Но была б мертва, осуждена, —
встала бы на зов Твой из могилы,
все б мы встали, а не я одна.
(Ольга Берггольц, 1941).
Я — где корни слепые
Ищут корма во тьме;
Я — где с облачком пыли
Ходит рожь на холме;
Я — где крик петушиный
На заре по росе;
Я — где ваши машины
Воздух рвут на шоссе...
(Александр Твардовский, 1946).
Три с половиной десятилетия, с 1917 по 1953 год, «советская» поэзия набирала силу и влияние над умами как адресатов, так и адресантов. Особенно впечатляют ее победы над последними: «неслыханная простота» позднего Пастернака и отказ от «бессмыслицы скомканной речи» у послелагерного Заболоцкого. Судя по всему, Большой стиль был закономерным итогом развития определенной тенденции в русской поэзии, и взаимоотношения с категорией времени и локализация «современного» у некоторых авторов Серебряного века позволяют сделать такое пессимистичное предположение.
Эту тенденцию характеризует прежде всего — мистика, с внесением которой в стихотворную ткань и делаются первые подступы к безличности и глобальности Большого стиля. Благодаря мистическому туману поэт из кого угодно (служителя муз, певца национальной судьбы — можно использовать любые эвфемизмы из арсенала поэзии XIX века) превращается в Пророка, что делает невозможным хотя бы легчайший градус самоиронии: «Я — изысканность русской медлительной речи...» Бальмонта, «Юноша бледный со взором горящим...» Брюсова, «Он (то есть — я. — С.З.) весь — дитя добра и света...» Блока, реальная страна с реальными людьми становится Русью-Женой (тот же Блок), «Мессией грядущего дня» (Белый), и, что самое главное, останавливаются исторические часы: «Для вас — века, для нас — единый час» (снова Блок), «В пространство пади и разбейся, / За годом мучительный год» (снова Белый).

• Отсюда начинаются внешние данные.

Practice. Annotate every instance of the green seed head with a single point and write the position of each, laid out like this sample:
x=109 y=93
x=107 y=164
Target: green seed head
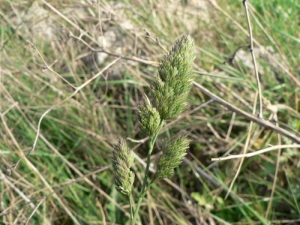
x=174 y=79
x=149 y=118
x=173 y=154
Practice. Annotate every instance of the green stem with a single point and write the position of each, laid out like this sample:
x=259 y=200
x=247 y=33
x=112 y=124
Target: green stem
x=145 y=181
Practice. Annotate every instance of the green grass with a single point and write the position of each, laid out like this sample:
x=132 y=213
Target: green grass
x=77 y=136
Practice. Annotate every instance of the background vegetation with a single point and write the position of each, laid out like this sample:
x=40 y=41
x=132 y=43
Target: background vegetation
x=64 y=56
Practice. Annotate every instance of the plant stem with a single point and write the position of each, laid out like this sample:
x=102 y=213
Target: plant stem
x=145 y=182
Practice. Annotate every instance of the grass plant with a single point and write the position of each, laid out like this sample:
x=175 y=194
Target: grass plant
x=68 y=92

Затем — переживание своего времени как апокалиптического. Здесь — прежде всего бьющие в лоб «Конь Блед» Брюсова и «Последний день» Блока.

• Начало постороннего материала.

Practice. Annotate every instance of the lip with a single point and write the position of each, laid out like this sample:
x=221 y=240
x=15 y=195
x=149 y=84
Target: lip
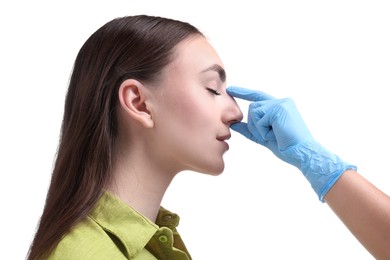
x=223 y=138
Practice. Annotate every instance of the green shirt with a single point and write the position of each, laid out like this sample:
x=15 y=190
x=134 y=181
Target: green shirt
x=113 y=230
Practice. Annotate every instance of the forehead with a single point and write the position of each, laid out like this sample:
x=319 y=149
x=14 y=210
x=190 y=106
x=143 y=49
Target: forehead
x=195 y=55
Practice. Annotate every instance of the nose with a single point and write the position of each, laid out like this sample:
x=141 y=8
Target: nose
x=233 y=112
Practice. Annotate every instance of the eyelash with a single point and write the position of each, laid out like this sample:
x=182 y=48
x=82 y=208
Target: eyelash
x=214 y=91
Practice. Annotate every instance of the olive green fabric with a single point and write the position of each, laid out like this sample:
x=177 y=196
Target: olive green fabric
x=113 y=231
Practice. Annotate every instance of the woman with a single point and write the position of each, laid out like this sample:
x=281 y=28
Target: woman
x=146 y=100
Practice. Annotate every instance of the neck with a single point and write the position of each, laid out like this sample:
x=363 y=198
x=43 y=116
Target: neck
x=139 y=183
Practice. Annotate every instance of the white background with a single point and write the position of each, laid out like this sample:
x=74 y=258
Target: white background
x=332 y=57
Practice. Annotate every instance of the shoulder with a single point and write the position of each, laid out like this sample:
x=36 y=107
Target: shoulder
x=87 y=240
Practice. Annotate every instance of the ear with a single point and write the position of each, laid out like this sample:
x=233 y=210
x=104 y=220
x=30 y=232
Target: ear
x=133 y=100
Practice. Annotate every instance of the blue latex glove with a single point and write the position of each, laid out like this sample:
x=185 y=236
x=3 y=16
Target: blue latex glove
x=277 y=125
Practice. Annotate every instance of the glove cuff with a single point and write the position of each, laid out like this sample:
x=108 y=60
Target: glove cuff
x=320 y=167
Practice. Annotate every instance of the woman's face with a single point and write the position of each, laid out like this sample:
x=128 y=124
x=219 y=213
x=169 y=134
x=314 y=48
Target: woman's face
x=192 y=111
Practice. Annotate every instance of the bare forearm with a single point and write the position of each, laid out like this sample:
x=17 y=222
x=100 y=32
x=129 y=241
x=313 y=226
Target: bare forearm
x=365 y=210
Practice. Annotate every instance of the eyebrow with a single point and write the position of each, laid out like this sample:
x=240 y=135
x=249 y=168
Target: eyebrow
x=217 y=68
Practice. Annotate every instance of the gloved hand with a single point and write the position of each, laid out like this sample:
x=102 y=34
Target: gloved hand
x=277 y=125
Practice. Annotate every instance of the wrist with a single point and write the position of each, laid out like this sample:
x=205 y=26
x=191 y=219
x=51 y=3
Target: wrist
x=320 y=167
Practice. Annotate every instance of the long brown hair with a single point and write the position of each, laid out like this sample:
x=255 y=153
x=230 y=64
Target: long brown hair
x=128 y=47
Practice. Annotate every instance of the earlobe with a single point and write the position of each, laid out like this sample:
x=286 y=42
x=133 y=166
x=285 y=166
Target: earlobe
x=133 y=97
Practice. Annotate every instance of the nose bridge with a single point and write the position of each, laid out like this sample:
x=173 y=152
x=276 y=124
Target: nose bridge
x=232 y=111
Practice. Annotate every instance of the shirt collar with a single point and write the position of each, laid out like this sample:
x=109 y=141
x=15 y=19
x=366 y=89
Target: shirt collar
x=132 y=228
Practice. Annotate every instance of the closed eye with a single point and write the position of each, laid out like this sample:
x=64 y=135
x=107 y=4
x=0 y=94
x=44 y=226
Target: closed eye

Наконец, экзальтация низкого (проститутка должна непременно первой увидеть Грядущего в Вышних, алкоголь — способствовать реализации пророческих способностей, промискуитетные сексуальные развлечения — трактоваться как «мистические Миги»).
По-настоящему альтернативная описанной тенденция проявится лишь в 1920-е годы в творчестве Ходасевича. Поэт из Пророка превратится в иронизирующего над собой невротика:
Всё жду: кого-нибудь задавит
Взбесившийся автомобиль, —
или:
Бог знает, что себе бормочешь,
Ища пенсне или ключи.
Собственно, именно тогда и безразлично — в Париже/Берлине или Ленинграде/Москве появляются противостоящие «великой русской поэтической традиции», с одной стороны, и «перу, приравненному к штыку», — с другой, авторы, ставшие называть вещи своими именами: Андрей Егунов (1895 г.р.), Георгий Оболдуев (1898 г.р.), Константин Вагинов (1899 г.р.), Николай Заболоцкий (1903 г.р.), Александр Введенский (1904 г.р.).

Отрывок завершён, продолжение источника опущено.